In today’s The Wall Street Journal, journalist Andrea Petersen writes about “A New Approach for the Sickest Babies.” She describes:

“Doctors and hospitals are changing the way they treat dying babies. Terminally ill infants usually end up in the neonatal intensive care unit, a busy, high-tech environment with an arsenal of life-saving medical equipment. For many, their deaths will be protracted, accompanied by futile attempts at resuscitation and invasive procedures.

But a new movement aims to change that. A cadre of neonatologists and other medical professionals are bringing elements of palliative care and hospice to the tiniest of patients. Such programs focus on the aggressive management of pain and symptoms and attention to the emotional and spiritual aspects of dying. The approach has been available to terminally ill adults and the elderly, but it is only recently that doctors have extended such care to infants and their families. The goal is to allow gravely ill babies to die peacefully, without pain and in their parents’ arms.”

During the mid-1990s, I worked for VITAS Healthcare, the largest hospice company in the US. The hospice movement in the US started to gain steam in the mid-1970s. The National Hospice and Palliative Care Organization (NHPCO) describes “At the center of hospice and palliative care is the belief that each of us has the right to die pain-free and with dignity, and that our families will receive the necessary support to allow us to do so. Hospice focuses on caring, not curing and, in most cases, care is provided in the patient’s home.” Hospice can make a big difference to a patient’s quality of life and especially for their families.

I think it is interesting that hospice was included as a Medicare benefit in 1982, and it became one of the earliest and purest forms of managed care.

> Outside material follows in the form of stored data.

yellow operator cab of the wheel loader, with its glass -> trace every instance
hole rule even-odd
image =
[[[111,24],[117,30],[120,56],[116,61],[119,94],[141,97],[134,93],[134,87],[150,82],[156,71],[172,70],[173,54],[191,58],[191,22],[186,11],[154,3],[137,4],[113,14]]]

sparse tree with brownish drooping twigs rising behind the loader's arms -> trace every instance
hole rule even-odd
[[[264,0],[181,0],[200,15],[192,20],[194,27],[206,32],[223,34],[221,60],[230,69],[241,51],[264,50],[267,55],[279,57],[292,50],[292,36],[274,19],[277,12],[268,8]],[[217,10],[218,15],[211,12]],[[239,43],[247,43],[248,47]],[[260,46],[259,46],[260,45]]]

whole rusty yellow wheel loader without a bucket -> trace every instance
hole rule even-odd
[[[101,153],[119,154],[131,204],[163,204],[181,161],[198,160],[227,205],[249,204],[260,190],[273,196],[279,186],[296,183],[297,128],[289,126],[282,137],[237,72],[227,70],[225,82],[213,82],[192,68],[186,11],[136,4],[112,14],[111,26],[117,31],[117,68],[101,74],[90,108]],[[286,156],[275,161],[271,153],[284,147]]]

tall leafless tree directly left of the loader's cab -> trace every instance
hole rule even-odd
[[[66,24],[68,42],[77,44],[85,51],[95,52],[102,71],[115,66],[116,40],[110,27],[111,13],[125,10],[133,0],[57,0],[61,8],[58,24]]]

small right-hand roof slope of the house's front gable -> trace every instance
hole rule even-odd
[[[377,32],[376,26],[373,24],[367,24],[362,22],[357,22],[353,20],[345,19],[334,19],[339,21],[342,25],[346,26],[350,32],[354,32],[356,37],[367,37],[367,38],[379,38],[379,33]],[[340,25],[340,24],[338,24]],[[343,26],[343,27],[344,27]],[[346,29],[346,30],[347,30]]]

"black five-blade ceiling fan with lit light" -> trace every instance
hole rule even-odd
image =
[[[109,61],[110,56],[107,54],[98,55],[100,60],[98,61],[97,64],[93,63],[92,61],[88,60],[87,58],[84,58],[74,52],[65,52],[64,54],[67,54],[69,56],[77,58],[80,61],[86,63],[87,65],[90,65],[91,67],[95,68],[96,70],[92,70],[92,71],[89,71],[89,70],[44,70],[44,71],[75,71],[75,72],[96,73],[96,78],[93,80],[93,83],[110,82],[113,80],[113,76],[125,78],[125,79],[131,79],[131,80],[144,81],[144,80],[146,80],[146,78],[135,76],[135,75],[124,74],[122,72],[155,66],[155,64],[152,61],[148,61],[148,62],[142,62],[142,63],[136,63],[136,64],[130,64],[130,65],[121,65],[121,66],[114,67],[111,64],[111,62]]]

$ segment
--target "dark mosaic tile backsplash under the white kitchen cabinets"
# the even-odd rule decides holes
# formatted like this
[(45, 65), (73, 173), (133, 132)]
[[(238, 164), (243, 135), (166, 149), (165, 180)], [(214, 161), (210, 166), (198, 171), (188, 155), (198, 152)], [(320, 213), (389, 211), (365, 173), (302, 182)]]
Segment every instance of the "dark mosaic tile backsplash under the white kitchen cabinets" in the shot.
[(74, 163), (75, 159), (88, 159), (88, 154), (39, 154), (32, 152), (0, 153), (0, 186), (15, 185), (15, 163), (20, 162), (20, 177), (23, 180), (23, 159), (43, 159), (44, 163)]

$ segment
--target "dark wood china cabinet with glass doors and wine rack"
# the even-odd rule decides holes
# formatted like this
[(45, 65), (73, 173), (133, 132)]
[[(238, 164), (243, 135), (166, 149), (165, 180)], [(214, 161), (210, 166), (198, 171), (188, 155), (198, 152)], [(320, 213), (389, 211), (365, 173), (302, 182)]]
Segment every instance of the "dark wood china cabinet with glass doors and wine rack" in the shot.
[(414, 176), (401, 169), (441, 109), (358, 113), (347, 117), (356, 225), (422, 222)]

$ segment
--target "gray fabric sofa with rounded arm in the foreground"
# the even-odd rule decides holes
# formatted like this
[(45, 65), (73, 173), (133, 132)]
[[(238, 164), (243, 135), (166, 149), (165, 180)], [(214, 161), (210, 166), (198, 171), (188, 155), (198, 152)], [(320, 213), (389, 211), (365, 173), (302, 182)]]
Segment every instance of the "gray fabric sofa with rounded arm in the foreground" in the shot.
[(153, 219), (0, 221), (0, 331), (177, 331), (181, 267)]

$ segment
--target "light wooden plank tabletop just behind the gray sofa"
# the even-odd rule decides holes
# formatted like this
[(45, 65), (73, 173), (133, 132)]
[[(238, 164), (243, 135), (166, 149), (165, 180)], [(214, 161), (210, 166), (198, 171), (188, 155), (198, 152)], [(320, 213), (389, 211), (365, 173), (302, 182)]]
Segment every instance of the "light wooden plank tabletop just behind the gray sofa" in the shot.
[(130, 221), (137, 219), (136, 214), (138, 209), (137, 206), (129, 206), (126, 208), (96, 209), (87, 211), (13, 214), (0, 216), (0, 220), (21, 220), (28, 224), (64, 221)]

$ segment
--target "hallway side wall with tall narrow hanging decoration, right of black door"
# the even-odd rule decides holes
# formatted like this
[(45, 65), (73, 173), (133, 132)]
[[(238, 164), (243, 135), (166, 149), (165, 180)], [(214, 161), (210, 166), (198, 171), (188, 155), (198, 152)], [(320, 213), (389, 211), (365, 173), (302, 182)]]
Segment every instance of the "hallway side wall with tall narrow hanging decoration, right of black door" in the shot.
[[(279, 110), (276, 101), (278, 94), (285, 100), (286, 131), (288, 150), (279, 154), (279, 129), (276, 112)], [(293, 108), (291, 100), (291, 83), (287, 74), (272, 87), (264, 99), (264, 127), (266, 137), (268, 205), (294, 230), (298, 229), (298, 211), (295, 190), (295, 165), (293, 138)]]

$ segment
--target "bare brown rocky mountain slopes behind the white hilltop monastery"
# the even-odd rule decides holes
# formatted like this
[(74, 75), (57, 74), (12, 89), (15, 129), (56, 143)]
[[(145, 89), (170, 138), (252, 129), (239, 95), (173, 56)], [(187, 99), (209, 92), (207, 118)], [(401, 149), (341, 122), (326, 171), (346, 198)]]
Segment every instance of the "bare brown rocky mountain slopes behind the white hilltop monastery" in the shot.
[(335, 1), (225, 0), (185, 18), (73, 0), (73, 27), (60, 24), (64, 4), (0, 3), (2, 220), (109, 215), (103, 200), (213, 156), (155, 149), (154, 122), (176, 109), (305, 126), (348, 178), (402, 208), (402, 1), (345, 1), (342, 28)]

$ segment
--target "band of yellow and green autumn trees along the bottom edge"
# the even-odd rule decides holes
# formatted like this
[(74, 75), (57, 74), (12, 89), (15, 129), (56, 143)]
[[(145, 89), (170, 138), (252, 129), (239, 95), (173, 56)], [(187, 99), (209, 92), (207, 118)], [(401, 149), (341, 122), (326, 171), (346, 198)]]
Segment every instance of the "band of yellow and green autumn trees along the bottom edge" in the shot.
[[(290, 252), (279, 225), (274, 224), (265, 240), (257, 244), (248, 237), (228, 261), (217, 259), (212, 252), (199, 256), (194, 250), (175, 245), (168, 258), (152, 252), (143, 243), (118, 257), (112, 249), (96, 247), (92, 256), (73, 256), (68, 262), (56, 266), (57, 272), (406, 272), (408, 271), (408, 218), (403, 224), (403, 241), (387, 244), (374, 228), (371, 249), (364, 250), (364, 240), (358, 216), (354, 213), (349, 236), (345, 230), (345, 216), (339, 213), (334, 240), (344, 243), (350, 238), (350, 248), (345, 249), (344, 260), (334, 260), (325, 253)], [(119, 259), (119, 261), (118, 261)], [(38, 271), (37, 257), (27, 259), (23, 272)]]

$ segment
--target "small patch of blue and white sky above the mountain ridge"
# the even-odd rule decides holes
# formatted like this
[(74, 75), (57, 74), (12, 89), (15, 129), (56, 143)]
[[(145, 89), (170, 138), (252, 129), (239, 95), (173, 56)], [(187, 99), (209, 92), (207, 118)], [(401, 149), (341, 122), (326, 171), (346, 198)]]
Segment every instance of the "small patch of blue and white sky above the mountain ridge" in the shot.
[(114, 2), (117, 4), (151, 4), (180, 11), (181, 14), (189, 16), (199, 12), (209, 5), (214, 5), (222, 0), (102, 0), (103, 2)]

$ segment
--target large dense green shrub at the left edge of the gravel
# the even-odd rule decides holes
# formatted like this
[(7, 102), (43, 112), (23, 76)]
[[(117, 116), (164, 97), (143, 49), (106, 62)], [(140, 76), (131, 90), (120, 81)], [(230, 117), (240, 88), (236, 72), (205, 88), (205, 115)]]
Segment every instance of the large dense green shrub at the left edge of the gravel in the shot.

NHPCO states “96% of hospice care is provided at the routine home care level which is reimbursed at approximately $114 per day.” This flat per-diem (adjusted for geographic cost differences) covers all care related to the terminal diagnosis including physician services, nursing care, DME, supplies, medications, homemaker and home health aide services, and a range of social work and psychosocial support services.

Hospice is an important service to people of all ages, and I am glad to see this compassionate care extended to our small and most fragile infants and their families.